Because Jean makes it so widely available, it is not dissonant for angels of Lightning to allow a human to get a copy of a program written in Fortescue, or even a copy of the Fortescue Development Kit. Most living humans don't understand angelic anyway, and the syntax absolutely requires that the programmer think in Angeltongue. It is for this reason that demons gain dissonance for programming in Fortescue! It's rumored that a copy of the FDK is sitting in a server somewhere in Virginia, being puzzled over by human programmers unable to make use of it.
What language do demonic programmers use?
To be honest, most demonic programmers use C, C++, or even Java. Not a few have taken up other programming languages, and are proficient in these. Some of these demons even have copies of the Fortescue Development Kit sitting in their hard drives.
When he first heard of the development of Fortescue, Vapula instructed his own Servitors to begin work on a programming language. That language, XJ49-L, is the result of many years of hard work, and not a few unsubtle thefts from other programming languages. With a syntax approximating Helltongue, XJ49-L is the language you use if you want to get ahead in Vapula's ranks. Every XJ49-L programmer has his own style -- and his own syntax. What appears to be a comment to one programmer could actually be an important part of the program's code. It's not unknown for Balseraphs to use their resonances on the program, creating code where none existed before, but which is impossibly difficult to debug.
XJ49-L is procedurally oriented, which makes it a fine language to use when one wants to create spaghetti code. As a matter of fact, in addition to the standard "goto" function, XJ49-L supports the "go", "gothere", "gottherethenreturn", and "gothereandthere" functions.
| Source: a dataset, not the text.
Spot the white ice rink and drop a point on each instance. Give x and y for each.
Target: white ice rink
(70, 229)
The smart demonic programmer finds some way to make use of all of these in his code, since Vapula himself developed some of them (no one's entirely sure which ones). Variables are passed to functions by either or both value and address, depending on which interpreter is being used (did we mention that XJ49-L is an interpreted language?) Interpreters exist for all known OSs and platforms, but getting access to them is another matter entirely. Another of XJ49-L's unique features is the ability to access memory directly, whether or not that memory would normally be available to the process running the program, which means that a program written in XJ49-L can crash a system while blaming it on another program.
In a bizarre twist of fate, Vapula's greatest achievement is written entirely in this language. Miranda, Vapula's electronic daughter, currently exists independent of her interpreter program -- something that is a technical impossibility, but then again, this is Vapula we're talking about. The fact that Miranda is a XJ49-L program means that she is truly unique and cannot be duplicated -- more than one Balseraph worked on her code!
Angels who learn XJ49-L gain a note of dissonance, and another each time they attempt to program in the language. Even attempting to debug code written in XJ49-L gains angels dissonance. Demons of Technology are all tasked with learning XJ49-L, something which binds them to Vapula and Hell far more than they're comfortable with.